Some infants develop hyperuricemia associated with dehydration, sepsis with multiple organ failure, and asphyxia. This increase in uric acid causes acute tubular injury leading to AKI. Rasburicase is a recombinant urate oxidase enzyme that effectively oxidizes uric acid to allantoin, which is readily excretable and highly water-soluble. It has advantages over allopurinol, as the latter prevents formation of uric acid but does not decrease preexisting uric acid. Also, rasburicase does not increase precursors of uric acid, which can themselves cause AKI. Furthermore, rasburicase has been shown to be safe from experience with treatment of children with tumor lysis syndrome [66].

Preventive use of peritoneal dialysis

The use of PD may be useful to decrease fluid overload and improve the outcome of critically sick neonates. A prospective study in children undergoing cardiopulmonary bypass demonstrated negative fluid balance and increased urine output [67]. PD may decrease inflammatory mediators, such as IL-6, IL-8, and IL-10 [68, 69].

Other experimental therapies

The use of alkaline phosphatase is being investigated for the treatment of sepsis-related AKI [27]. Erythropoietin has been tested in vitro, due to its ability to decrease apoptotic cell death.
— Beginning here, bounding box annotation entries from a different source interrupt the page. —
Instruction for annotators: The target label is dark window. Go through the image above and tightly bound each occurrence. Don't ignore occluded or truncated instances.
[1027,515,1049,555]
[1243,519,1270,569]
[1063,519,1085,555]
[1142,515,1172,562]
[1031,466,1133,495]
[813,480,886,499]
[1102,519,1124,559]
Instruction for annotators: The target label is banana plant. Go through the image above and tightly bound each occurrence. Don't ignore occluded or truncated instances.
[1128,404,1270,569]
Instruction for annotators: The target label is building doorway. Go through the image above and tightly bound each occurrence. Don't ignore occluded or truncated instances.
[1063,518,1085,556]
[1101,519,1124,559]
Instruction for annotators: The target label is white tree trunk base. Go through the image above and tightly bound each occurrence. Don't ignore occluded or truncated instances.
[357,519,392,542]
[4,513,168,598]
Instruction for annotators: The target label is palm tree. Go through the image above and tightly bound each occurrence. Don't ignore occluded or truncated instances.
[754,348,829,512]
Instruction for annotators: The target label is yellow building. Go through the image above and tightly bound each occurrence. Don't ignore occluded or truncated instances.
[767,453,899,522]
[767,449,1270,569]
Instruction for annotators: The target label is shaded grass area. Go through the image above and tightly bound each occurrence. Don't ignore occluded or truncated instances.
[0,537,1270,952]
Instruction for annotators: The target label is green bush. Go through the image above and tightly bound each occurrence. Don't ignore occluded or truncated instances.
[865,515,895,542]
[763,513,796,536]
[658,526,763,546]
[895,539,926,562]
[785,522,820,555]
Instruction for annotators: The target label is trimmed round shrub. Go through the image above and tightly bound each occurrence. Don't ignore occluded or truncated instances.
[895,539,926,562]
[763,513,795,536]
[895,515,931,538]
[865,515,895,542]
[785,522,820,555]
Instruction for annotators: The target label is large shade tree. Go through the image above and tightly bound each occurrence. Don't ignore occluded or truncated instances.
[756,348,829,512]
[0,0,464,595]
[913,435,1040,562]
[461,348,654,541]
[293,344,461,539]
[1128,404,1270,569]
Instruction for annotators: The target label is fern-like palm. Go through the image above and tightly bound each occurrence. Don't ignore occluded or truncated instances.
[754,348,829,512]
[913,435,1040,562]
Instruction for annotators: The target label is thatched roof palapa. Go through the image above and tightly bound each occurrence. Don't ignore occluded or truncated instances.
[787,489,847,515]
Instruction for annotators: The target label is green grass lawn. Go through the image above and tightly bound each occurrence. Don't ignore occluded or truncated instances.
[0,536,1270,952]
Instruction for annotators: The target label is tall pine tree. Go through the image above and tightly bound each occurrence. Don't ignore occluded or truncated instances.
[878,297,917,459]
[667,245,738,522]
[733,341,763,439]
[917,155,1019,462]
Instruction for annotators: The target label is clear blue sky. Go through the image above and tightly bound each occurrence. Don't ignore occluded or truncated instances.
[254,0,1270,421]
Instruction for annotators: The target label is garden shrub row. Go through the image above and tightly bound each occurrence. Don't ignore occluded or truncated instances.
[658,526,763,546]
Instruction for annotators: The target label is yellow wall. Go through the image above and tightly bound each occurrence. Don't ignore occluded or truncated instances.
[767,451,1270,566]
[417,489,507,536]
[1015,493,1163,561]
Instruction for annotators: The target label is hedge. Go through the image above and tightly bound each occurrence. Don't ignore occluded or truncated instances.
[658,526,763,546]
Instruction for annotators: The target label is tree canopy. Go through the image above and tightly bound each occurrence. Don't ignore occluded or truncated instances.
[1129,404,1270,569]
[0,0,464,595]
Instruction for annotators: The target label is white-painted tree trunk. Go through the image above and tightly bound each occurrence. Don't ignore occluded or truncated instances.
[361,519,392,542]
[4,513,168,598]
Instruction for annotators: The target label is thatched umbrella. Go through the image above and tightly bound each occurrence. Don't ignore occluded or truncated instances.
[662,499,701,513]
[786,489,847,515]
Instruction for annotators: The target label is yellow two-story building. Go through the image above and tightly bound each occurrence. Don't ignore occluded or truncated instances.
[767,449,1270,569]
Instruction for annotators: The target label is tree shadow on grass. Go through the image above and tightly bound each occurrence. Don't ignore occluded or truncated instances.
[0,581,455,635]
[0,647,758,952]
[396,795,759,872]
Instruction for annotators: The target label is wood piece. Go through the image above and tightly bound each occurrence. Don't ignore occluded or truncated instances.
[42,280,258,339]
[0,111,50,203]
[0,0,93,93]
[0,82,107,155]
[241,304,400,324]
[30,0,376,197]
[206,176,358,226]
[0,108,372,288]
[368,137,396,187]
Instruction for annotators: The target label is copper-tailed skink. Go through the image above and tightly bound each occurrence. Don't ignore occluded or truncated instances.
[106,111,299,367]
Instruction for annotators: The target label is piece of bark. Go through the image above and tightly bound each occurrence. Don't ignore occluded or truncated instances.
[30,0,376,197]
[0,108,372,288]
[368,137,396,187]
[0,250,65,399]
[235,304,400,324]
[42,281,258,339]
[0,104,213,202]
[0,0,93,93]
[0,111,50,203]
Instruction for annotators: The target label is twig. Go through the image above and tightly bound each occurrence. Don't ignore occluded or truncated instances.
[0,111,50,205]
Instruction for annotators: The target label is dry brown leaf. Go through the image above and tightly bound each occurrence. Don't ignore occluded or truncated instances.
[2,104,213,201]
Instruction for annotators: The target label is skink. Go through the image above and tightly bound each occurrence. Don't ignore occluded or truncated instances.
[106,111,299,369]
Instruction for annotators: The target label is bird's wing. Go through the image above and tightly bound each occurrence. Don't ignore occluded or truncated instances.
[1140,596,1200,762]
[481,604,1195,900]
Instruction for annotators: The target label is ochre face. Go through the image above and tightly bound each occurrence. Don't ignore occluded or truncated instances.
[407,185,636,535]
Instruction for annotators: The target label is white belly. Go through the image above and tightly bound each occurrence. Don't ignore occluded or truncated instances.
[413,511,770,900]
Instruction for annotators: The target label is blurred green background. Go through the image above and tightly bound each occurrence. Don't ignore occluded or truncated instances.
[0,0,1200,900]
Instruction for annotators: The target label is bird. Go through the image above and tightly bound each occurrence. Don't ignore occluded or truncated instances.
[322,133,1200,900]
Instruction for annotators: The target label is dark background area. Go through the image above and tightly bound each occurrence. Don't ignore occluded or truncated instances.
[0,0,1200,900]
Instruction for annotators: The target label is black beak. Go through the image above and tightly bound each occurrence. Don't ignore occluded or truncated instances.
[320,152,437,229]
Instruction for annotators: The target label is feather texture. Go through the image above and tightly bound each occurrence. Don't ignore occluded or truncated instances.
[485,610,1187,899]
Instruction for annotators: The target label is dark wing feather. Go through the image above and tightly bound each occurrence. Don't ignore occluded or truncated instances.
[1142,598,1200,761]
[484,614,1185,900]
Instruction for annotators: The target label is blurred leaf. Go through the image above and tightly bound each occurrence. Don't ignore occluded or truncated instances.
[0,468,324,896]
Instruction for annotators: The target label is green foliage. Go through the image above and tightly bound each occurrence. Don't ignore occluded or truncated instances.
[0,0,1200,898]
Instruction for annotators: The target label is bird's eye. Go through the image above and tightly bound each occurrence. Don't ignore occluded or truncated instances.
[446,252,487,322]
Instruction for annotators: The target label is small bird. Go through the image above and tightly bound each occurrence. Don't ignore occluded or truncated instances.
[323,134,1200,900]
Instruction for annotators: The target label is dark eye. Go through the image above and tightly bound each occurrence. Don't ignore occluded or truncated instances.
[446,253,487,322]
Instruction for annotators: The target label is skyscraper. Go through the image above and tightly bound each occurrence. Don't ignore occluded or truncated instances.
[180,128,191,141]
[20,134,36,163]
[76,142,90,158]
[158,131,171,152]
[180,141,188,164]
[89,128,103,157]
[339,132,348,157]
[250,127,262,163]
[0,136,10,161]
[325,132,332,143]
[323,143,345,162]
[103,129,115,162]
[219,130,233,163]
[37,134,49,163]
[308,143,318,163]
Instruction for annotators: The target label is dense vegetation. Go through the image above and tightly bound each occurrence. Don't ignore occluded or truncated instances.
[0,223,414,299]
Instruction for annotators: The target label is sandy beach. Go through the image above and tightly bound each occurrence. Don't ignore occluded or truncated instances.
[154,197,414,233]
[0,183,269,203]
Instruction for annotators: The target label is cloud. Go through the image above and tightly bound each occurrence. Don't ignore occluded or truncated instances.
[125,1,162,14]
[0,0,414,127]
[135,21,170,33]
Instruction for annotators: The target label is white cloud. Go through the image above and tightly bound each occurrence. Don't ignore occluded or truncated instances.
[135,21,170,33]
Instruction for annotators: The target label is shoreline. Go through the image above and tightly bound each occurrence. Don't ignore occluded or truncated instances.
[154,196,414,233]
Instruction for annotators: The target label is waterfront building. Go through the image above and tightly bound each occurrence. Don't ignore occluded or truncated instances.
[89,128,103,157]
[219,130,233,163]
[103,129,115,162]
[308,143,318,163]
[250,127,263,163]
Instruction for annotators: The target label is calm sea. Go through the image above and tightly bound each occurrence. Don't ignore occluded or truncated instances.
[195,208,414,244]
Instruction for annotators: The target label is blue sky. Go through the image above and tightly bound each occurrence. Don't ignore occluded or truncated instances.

Other suggested therapies include scavenging nitric oxide with methylene blue and reducing nitric oxide associated proximal tubular injury; use of vitamin D, which acts by altering inflammatory response through immunomodulation and targeted inhibition of pro-inflammatory cytokines.

Remote ischemic preconditioning

Remote ischemic preconditioning (RIPC) is a process where transient brief episodes of ischemia are applied to the patient and are protective from a subsequent prolonged or severe ischemia and its associated organ damage [70]. RIPC before cardiac surgery may help in attenuating renal damage associated with this procedure. This protection occurs by inducing the release of signaling molecules that activate Toll-like receptors in the proximal tubule epithelia, conditioning the epithelium and leading to tolerance of subsequent inflammatory or ischemic stress.

Particle-retentive in-line filtration

Particles from infusion therapy may aggravate the inflammatory response from cardiopulmonary bypass, predisposing to thrombosis, impaired microcirculation, and immune response associated with AKI. In-line filters incorporated into infusion lines retain particles and almost completely prevent particle infusion and its subsequent organ damage. There was a 10–15% reduction of AKI after cardiac surgery in a randomized control trial using in-line filters from absolute risk of 40% AKI in patients undergoing cardiac bypass without in-line filters [71]. No studies exist in the pediatric population.

Recent omics studies and its impact on diagnosis, prognosis, and management

Omics refers to the technologies that collect information and functions of genes (genomics), mRNA (transcriptomics), proteins (proteomics), and metabolites (metabolomics) in a biological sample [72, 73]. The use of novel urinary biomarkers, such as kidney injury molecule-1, neutrophil gelatinase-associated lipocalin (NGAL), and N-acetyl-D-glucosaminidase, has shown promise as early indicators of both kidney injury and impaired kidney function in neonates [74]. In addition, urinary biomarkers have been identified using proteomics that could predict the outcome of ureteropelvic junction obstruction [75]. Despite the growing number of studies that looked at the application of urine biomarkers to detect neonatal AKI, these biomarkers are not yet ready for clinical use.

Conclusions

AKI is common in the NICU population. This review specifically addressed the epidemiology of AKI in term/near-term neonates. Risk factors include perinatal asphyxia, complex cardiac surgery, ECMO, nephrotoxic medications, and sepsis.

Prevention of AKI involves addressing the risk factors mentioned above and maintaining adequate renal perfusion, preventing fluid overload and electrolytes imbalance. Treatment is conservative in most cases. RRT is a valid option for the sickest babies. Newer technologies will hopefully provide earlier and more accurate diagnosis and improve management of neonatal AKI.